Mark stood, the paper in his hand, thinking. There was only one boat in the neighborhood, a canoe belonging to the mongrel old hunter, who occasionally went into the swamp. Carl must have obtained this in some way; probably the mongrel had brought it in by the Branch, or one of its tributaries, and this was the rendezvous. One comfort—the old hunter must then be of the party, too. But why should he, Mark, wait, if Carl had two persons with him? Still, the boy had asked. It ended in his waiting.
He began to prepare for the night. There was a knoll near by, and here he made a camp-fire, spending the time before sunset in gathering the wood by the slow process of climbing the trees and vines, and breaking off dead twigs and branches; everything near the ground was wet and sogged. He planted his four torches, ate his supper, examined his gun and revolver, and then, as darkness fell, having nothing else to do, he made a plot on the ground with twigs and long splinters of light-wood, and played, one hand against the other, a swamp game of fox-and-geese. He played standing (his fox-and-geese were two feet high), so that he could keep a lookout for every sort of creature. There were wild-cats and bears in the interior of South Devil, and in the Branch, alligators. He did not fear the large creatures, however; his especial guard, as before, was against the silent snakes. He lighted the fire and torches early, so that whatever uncanny inhabitants there might be in the near trees could have an opportunity of coming down and seeking night-quarters elsewhere. He played game after game of fox-and-geese; and this time he sang "Sweet Afton." He felt that he had exhausted the "Troubadour" on the previous occasion. He shot five snakes, and saw (or rather it seemed to him that he saw) five thousand others coiling and gliding over the roots of the cypresses all around. He made a rule not to look at them if he could help it, as long as they did not approach. "Otherwise," he thought, "I shall lose my senses, and think the very trees are squirming."
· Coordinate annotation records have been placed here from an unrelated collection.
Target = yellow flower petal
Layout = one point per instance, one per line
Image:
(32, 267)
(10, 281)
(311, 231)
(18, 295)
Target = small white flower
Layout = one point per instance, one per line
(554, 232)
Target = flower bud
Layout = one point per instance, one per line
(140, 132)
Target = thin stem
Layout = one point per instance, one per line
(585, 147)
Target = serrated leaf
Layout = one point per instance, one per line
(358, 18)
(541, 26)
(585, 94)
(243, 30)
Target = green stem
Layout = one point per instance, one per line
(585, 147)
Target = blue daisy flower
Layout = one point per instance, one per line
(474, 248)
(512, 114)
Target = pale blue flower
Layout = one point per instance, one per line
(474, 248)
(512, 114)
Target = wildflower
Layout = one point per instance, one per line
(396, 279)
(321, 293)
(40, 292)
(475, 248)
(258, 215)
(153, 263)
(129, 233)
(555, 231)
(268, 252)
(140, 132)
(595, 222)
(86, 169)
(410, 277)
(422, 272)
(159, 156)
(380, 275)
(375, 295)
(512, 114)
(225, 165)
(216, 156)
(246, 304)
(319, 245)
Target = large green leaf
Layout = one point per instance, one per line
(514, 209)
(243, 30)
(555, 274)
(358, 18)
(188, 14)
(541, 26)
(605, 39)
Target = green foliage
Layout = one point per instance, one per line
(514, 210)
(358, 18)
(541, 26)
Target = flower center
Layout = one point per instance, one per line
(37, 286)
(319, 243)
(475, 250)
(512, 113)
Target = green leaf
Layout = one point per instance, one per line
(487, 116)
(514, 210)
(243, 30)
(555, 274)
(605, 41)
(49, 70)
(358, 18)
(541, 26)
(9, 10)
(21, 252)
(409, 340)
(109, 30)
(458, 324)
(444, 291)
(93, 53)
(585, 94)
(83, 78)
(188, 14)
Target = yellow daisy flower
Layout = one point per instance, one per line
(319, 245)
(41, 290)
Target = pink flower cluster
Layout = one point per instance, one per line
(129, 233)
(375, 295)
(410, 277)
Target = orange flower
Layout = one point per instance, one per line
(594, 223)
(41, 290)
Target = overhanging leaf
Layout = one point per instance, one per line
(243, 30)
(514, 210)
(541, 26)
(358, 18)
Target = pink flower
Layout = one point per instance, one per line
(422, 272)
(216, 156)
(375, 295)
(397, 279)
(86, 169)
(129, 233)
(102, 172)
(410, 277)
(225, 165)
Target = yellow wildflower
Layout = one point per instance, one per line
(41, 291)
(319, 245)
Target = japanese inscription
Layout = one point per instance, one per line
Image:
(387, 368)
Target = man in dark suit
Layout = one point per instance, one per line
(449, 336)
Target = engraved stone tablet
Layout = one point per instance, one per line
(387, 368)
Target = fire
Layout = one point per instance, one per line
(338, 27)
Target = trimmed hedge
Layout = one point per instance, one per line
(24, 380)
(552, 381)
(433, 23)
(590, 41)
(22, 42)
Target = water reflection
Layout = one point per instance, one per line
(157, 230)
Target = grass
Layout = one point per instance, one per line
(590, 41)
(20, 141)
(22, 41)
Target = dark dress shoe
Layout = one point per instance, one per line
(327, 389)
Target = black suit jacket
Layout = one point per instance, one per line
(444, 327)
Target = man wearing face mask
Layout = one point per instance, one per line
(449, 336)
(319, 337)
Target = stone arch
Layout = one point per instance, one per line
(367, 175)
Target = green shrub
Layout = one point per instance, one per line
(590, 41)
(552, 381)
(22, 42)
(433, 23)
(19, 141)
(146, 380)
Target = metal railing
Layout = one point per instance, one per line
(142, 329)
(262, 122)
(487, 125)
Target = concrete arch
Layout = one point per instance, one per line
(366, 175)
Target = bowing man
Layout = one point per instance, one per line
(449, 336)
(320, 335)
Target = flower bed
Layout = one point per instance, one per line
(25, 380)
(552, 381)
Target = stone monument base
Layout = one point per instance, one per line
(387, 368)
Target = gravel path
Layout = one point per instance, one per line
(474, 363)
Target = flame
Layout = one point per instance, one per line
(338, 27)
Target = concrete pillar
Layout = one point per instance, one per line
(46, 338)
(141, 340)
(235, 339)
It was a long, long night. The knoll was dented all over with holes made by the long splinters representing his fox-and-geese. Dizziness was creeping over him at intervals. His voice, singing "Sweet Afton," had become hoarse and broken, and his steps uneven, as he moved to and fro, still playing the game dully, when at last dawn came. But, although the flat tops of the great cypresses far above were bathed in the golden sunshine, it was long before the radiance penetrated to the dark glades below. The dank, watery aisles were still in gray shadow, when the watcher heard a sound—a real sound now, not an imaginary one—and at the same moment his glazed eyes saw a boat coming up the Branch. It was a white canoe, and paddled by a wraith; at least, the creature who sat within looked so grayly pale, and its eyes in its still, white face so large and unearthly, that it seemed like a shade returned from the halls of death.